In 2010, apparently in connection with an offer to settle claimant's case in accordance [*2]with Workers' Compensation Law § 32, an issue arose as to whether reimbursement payments of $175 were in fact made to the employer in connection with payments made to claimant. The employer's workers' compensation carrier was directed to produce a copy of the pension plan, as well as all reimbursement payments made to the employer from 1999 to date. Although documentation establishing the $225 weekly payments to claimant from April 21, 1999 to the present was submitted, no records could be produced of any payments made to the employer to substantiate the $175 reimbursement. In addition, because the 1999 hearing transcript had been destroyed, the basis for the May 18, 1999 WCLJ decision directing reimbursement to the employer could not be ascertained. As a result, the WCLJ, among other things, made certain assumptions in ultimately setting a tentative reduced earnings rate of $225 per week to claimant. The Board modified that decision, finding that the employer was no longer entitled to reimbursement given the employer's failure to submit evidence "that its disability benefits plan continued to pay claimant benefits subsequent to April 21, 1999" and continued claimant's weekly award rate at $400 as of April 21, 1999. The employer and its carrier appeal.

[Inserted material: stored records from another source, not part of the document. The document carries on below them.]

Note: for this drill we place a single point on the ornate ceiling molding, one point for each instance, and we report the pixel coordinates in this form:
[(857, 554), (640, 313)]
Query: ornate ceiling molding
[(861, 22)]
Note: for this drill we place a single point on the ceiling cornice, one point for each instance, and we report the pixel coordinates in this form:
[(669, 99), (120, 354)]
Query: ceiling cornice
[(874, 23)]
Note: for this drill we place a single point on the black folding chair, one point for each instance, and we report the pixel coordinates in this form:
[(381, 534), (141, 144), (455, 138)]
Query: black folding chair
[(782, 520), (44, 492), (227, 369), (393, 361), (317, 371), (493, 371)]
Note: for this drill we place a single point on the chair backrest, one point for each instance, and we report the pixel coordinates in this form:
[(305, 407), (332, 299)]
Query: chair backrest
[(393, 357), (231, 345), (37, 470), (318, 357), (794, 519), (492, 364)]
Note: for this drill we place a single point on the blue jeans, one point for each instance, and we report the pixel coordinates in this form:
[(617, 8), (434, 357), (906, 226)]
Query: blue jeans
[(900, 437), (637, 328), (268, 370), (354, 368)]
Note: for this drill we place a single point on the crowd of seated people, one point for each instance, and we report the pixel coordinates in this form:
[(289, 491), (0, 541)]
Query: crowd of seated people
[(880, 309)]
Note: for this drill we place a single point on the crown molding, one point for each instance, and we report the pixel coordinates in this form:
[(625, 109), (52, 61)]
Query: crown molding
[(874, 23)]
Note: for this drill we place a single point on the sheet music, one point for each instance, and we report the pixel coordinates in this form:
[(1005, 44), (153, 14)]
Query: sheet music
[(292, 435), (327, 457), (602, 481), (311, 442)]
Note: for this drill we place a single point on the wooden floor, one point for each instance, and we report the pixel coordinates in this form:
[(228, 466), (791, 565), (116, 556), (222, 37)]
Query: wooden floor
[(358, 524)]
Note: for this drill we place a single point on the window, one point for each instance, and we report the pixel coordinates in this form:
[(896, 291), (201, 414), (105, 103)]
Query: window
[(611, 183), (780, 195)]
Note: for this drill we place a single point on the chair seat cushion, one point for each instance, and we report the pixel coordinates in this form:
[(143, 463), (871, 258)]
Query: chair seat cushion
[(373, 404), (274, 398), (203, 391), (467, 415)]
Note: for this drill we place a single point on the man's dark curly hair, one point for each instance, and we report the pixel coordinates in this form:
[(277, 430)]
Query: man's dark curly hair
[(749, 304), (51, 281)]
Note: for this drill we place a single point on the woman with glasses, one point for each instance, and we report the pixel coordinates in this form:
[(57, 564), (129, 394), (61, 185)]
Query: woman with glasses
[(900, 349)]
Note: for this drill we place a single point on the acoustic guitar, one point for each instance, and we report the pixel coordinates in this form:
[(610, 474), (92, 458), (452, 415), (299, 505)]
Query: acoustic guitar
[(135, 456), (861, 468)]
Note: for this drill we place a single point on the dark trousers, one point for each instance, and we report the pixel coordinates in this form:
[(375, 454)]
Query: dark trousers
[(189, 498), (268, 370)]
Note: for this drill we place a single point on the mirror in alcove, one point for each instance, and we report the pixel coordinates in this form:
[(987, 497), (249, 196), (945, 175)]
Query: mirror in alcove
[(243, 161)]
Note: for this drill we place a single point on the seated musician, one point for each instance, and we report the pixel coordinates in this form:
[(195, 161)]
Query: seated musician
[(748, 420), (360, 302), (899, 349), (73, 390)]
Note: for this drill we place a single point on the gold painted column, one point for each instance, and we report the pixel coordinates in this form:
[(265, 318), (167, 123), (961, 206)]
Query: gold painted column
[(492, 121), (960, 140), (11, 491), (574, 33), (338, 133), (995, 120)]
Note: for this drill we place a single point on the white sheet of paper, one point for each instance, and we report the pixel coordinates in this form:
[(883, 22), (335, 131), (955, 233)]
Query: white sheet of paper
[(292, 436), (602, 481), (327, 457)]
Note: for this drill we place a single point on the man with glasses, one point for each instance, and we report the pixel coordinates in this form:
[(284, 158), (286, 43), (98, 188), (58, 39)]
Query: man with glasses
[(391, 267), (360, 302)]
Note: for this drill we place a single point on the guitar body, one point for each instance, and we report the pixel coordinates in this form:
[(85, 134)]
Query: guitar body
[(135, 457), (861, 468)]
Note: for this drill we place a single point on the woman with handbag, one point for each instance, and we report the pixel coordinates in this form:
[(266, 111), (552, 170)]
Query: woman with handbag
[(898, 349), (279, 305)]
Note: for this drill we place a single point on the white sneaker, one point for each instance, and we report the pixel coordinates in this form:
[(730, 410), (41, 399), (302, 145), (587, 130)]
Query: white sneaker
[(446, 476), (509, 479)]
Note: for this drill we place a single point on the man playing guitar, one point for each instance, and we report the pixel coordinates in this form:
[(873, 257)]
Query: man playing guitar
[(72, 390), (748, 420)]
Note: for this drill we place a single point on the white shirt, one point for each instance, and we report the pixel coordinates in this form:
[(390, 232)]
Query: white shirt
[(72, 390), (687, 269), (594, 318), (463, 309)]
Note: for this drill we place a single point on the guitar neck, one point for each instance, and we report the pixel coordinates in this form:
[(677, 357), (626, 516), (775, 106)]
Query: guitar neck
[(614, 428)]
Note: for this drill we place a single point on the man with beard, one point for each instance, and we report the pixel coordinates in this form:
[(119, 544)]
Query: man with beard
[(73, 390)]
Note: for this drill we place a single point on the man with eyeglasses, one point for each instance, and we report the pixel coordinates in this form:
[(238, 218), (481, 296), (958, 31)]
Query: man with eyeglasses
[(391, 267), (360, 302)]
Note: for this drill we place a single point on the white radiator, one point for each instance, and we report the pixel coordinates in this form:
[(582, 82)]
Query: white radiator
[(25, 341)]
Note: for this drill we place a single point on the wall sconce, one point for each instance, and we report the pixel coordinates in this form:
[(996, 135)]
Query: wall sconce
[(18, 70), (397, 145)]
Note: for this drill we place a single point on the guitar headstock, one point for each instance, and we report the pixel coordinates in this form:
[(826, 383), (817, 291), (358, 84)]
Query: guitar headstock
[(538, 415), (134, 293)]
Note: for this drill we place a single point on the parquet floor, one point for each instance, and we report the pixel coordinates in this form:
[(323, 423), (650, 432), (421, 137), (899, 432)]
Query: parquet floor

Upon our review of the record, we find that the Board's decision is not supported by substantial evidence. Contrary to the Board's findings, there is no indication in the record that suggests any disability payments to claimant were paid by the employer's "disability benefits plan" either before or after his retirement such that there was a need to reimburse the employer. Rather, the record establishes that claimant received workers' compensation benefits prior to his retirement and, following his retirement, claimant sought compensation based upon his limited workplace participation as a machinist due to his injury, thereby implicating his entitlement to reduced earnings. Significantly, following the WCLJ's finding that claimant did not voluntarily leave the work force, the notice of hearing stated, and other documents in the record confirm, that the purpose of the next hearing was "questions of reduced earnings" and directed claimant to "produce records of earnings since retirement." Nevertheless, the Board's decision at issue herein does not address any reduced earnings award, but bases the award on the employer's entitlement to reimbursement in connection with disability benefit plan payments. Other than the WCLJ's May 18, 1999 decision, it is impossible to discern any evidence in the record that any disability payments were made pursuant to a plan by the employer that would lead to a situation involving the need for reimbursement to the employer. As the Board's finding that claimant was entitled to a $400 award is predicated upon the employer's failure to produce evidence regarding payments pursuant to its "disability benefit plan," we find that the decision is not supported by substantial evidence in the record (see generally Matter of Schroeder v U.S. Foodservice, 107 AD3d 1135, 1137 [2013]; Matter of Stranahan v Camp Adirondack, 78 AD3d 1369, 1371 [2010]). Accordingly, and despite the fact that the 1999 hearing transcript was destroyed, the matter must be remitted for further development of the record as to whether claimant ever received or was even entitled to disability payments subsequent to April 21, 1999 and to address the absence of a reduced earnings award in the decision at issue herein.

We need not address claimant's remaining argument in light of the foregoing.

Rose, Devine and Clark, JJ., concur.

ORDERED that the decision is reversed, without costs, and matter remitted to the Workers' Compensation Board for further proceedings not inconsistent with this Court's decision.